Old Fashioned Oatmeal Cookies
1 cup shortening
1 cup brown sugar
1 cup granulated sugar
1 tsp. Vanilla
1 1/2 cups all purpose flour
1 tsp. Salt
1 tsp. Baking soda
3 cups oats
1/2 cup nuts (optional)
Cream shortening and sugars. Add eggs and vanilla, blend. Stir flour, salt and soda together.
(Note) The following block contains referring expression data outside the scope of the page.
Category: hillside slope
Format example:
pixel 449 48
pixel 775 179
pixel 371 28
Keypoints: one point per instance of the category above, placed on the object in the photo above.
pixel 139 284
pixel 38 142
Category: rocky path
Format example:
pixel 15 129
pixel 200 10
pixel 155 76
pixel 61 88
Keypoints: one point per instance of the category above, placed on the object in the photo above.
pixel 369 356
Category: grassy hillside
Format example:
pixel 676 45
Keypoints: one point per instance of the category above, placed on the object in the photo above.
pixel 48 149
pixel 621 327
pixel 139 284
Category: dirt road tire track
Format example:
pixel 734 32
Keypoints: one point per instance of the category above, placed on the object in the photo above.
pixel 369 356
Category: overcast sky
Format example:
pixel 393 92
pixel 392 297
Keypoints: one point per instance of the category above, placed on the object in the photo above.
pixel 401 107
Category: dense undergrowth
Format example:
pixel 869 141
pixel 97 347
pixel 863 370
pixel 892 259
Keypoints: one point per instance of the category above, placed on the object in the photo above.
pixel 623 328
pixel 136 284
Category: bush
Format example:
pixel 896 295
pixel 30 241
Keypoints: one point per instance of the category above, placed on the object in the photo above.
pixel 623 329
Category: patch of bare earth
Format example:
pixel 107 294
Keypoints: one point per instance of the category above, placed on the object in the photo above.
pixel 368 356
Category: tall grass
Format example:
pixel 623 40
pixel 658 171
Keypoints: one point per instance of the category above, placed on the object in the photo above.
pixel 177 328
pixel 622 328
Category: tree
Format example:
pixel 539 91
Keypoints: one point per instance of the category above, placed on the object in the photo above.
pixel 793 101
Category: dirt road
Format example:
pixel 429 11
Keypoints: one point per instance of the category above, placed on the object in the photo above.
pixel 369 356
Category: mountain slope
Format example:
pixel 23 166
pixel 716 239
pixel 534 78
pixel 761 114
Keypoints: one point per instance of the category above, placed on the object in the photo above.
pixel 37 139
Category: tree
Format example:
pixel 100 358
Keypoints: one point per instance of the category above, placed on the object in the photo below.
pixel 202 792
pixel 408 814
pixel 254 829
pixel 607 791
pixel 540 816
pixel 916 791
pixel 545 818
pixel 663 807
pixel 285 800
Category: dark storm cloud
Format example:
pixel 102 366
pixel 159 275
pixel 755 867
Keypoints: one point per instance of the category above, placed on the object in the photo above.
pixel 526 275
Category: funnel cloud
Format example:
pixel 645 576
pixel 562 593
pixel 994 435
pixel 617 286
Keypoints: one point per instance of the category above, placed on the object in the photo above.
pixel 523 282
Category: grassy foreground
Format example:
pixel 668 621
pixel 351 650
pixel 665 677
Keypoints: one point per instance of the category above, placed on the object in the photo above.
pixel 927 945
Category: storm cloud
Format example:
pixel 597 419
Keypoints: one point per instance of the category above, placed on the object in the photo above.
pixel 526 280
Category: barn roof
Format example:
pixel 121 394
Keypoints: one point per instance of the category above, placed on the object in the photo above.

Stir into creamed mixture.
Stir in oats and nuts, if using.
Place on cookie sheet and bake at 350 for 10 minutes or so.
1/4 cup all purpose flour
1/4 cup butter
1 onion, chopped
1 green bell pepper (or 1 cup), chopped
1 tablespoon chopped garlic
2 cups diced smoked sausage (1 package)
3 cups chopped cooked chicken or turkey
4 cups chicken or turkey broth
1 qt. or 1 28-oz. can diced tomatoes
2 cups cut okra, fresh or frozen (not breaded)
1 teaspoon dried thyme
2 bay leaves
1/2 teaspoon cayenne pepper
1 teaspoon file powder, optional
1 cup rice, brown or white
2 cups chicken or turkey broth or water
In heavy skillet, melt butter. Add flour and continue cooking on medium heat, stirring constantly, until dark brown – a roux. Add onion, bell pepper, and garlic. Cook for 2 minutes. Turn off the heat and set aside.
In a crockpot, combine diced sausage, chicken or turkey, broth, tomatoes, okra and spices. Add sautéed mixture. Stir. Set to cook on high 4 hours or on low 6-8 hours.
Meanwhile, bring water or broth to a boil in a saucepan. Add rice and cover. Turn heat to low and cook for 15 minutes for white rice or 45 minutes for brown rice. When timer goes off, turn off and leave it to sit.
When ready to eat, remove bay leaves from the crockpot. Add the rice and stir to combine. Eat immediately. If the rice is left to sit, it will absorb the liquid in the gumbo making it very thick. Alternately, gumbo may be eaten atop the rice. In this case, spoon some rice in to a bowl separately and then add gumbo on top of rice.